If agricultural animal cloning turns out to be mostly hype, as many in the European breeding industry suspect, Europe’s current collection of national and union-wide legislation will mostly suffice, Sandøe says. If US animal breeders prove their European colleagues wrong, however, and large stocks of superior farm animals start to spread, a replay of the 1990s could begin. The EU would be unable to legally block imports of animal clones, pressure from lobby and consumer groups would grow and retailers would end up demanding clone-free milk from suppliers, putting a damper on any attempt by European industry to keep up with the rest of the world.
The alternative route doesn’t sound very attractive either. It involves agonizing internal debate to unite 25 member states behind ethics-based regulation that will be hard to enforce, with subsequent international trade wars about import barriers not based on science-based safety assessments. All that could turn out to be much ado about nothing if, in fact, animal cloning will not create an agricultural revolution after all.
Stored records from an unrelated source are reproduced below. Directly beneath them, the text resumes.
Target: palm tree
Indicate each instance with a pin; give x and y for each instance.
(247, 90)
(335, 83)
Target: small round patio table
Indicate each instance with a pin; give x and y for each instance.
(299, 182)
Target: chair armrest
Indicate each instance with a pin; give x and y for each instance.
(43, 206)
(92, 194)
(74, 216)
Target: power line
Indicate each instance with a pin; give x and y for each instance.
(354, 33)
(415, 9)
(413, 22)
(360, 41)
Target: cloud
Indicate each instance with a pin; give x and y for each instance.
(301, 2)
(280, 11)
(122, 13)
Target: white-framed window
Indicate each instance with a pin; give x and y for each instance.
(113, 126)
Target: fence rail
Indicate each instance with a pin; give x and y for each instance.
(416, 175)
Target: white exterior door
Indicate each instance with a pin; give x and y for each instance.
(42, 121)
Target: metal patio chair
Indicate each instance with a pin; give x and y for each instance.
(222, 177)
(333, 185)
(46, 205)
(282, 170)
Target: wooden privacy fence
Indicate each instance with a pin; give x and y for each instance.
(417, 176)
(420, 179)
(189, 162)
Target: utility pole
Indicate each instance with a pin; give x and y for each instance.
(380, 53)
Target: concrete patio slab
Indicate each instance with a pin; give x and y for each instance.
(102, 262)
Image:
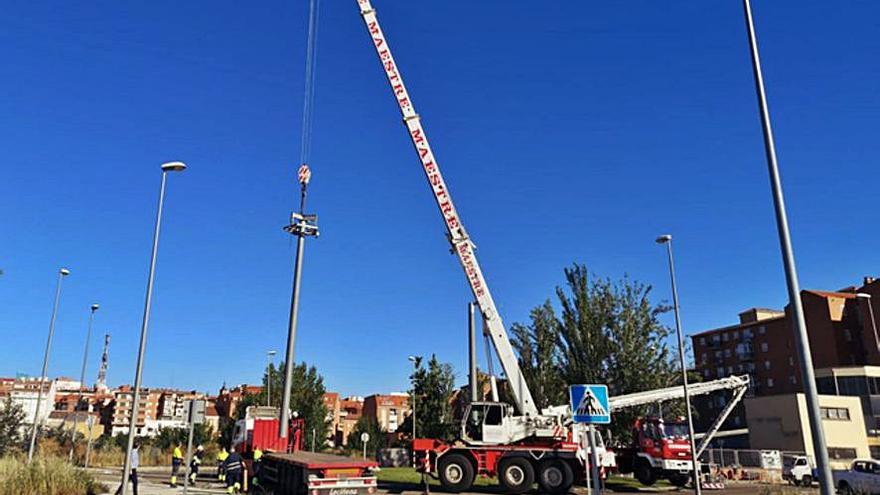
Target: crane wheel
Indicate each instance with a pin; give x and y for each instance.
(516, 474)
(456, 473)
(555, 477)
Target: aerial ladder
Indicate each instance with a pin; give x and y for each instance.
(529, 421)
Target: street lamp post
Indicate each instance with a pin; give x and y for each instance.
(82, 380)
(415, 360)
(867, 298)
(61, 274)
(801, 337)
(667, 239)
(126, 471)
(269, 355)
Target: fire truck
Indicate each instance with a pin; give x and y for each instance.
(661, 449)
(286, 468)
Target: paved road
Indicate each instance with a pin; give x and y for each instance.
(154, 481)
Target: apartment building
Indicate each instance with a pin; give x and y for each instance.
(841, 333)
(387, 410)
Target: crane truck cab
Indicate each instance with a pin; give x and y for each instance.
(660, 450)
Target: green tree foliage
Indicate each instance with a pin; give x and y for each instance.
(11, 420)
(378, 437)
(605, 332)
(434, 386)
(537, 346)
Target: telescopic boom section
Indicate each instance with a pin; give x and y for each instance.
(461, 244)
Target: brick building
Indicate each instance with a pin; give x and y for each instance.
(387, 410)
(841, 334)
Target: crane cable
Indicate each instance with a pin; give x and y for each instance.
(308, 99)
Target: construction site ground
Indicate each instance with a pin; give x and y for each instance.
(155, 481)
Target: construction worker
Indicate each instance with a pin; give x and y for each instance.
(176, 462)
(233, 465)
(258, 454)
(194, 464)
(221, 459)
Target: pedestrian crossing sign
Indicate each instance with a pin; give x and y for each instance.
(589, 404)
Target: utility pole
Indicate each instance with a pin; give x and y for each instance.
(82, 381)
(61, 274)
(667, 239)
(801, 337)
(145, 323)
(302, 226)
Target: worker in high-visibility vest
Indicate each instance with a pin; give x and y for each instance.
(176, 462)
(221, 459)
(234, 465)
(194, 464)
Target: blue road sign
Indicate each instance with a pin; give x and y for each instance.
(589, 404)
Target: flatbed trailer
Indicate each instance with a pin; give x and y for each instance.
(316, 473)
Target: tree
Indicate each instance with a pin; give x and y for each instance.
(11, 420)
(378, 436)
(306, 399)
(537, 346)
(606, 332)
(434, 386)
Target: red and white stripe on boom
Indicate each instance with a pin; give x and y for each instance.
(457, 235)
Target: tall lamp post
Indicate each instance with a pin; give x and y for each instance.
(61, 274)
(269, 355)
(82, 380)
(801, 338)
(126, 471)
(667, 240)
(867, 298)
(416, 361)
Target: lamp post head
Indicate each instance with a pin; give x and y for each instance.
(173, 166)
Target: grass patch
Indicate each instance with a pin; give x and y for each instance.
(45, 476)
(409, 476)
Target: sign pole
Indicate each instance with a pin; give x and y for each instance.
(191, 418)
(594, 462)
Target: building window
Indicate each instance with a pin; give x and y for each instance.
(840, 453)
(834, 413)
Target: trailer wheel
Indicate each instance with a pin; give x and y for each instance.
(456, 473)
(516, 474)
(645, 473)
(555, 476)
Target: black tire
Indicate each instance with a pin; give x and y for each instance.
(555, 477)
(516, 474)
(456, 473)
(645, 473)
(679, 480)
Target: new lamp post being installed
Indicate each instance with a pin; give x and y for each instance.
(269, 355)
(61, 274)
(802, 342)
(82, 381)
(667, 239)
(132, 420)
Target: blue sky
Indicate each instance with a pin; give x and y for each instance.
(577, 131)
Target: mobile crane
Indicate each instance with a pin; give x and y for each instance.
(515, 442)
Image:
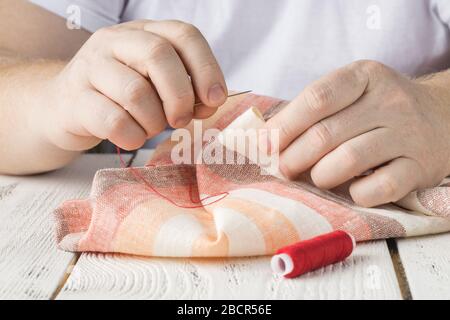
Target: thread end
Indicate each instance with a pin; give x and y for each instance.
(282, 264)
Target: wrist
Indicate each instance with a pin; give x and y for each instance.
(44, 101)
(437, 88)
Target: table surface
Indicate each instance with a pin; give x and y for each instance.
(31, 267)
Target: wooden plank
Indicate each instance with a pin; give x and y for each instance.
(426, 261)
(31, 267)
(368, 274)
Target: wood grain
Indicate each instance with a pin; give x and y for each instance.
(31, 267)
(426, 261)
(368, 274)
“If large numbers of cloned animals will be used for animal production, then clearly European consumers will at the very least expect that products from those animals are labeled as such,” Sandøe says, summarizing the choice. However, if just a few clones will be used in animal breeding programs, the controversy may never materialize. “I don’t think people will care about eating the [second-or later-generation offspring] of clones,” he adds.
Faced with such a dilemma, it’s no surprise that the European Commission is holding on just for now. “EU legislation in place for animal breeding, novel foods and animal welfare [is] considered sufficient to cover any cloning-related issues that are likely to arise,” says Philip Tod, spokesperson for Markos Kyprianou, EU commissioner for health and consumer protection. He adds, “The Commission is continually monitoring the developments in cloning, as well as the international situation. The Commission will not hesitate to take the necessary steps if there is deemed to be a need for further scientific assessment or risk management, or a review of the legislation to reflect new developments.”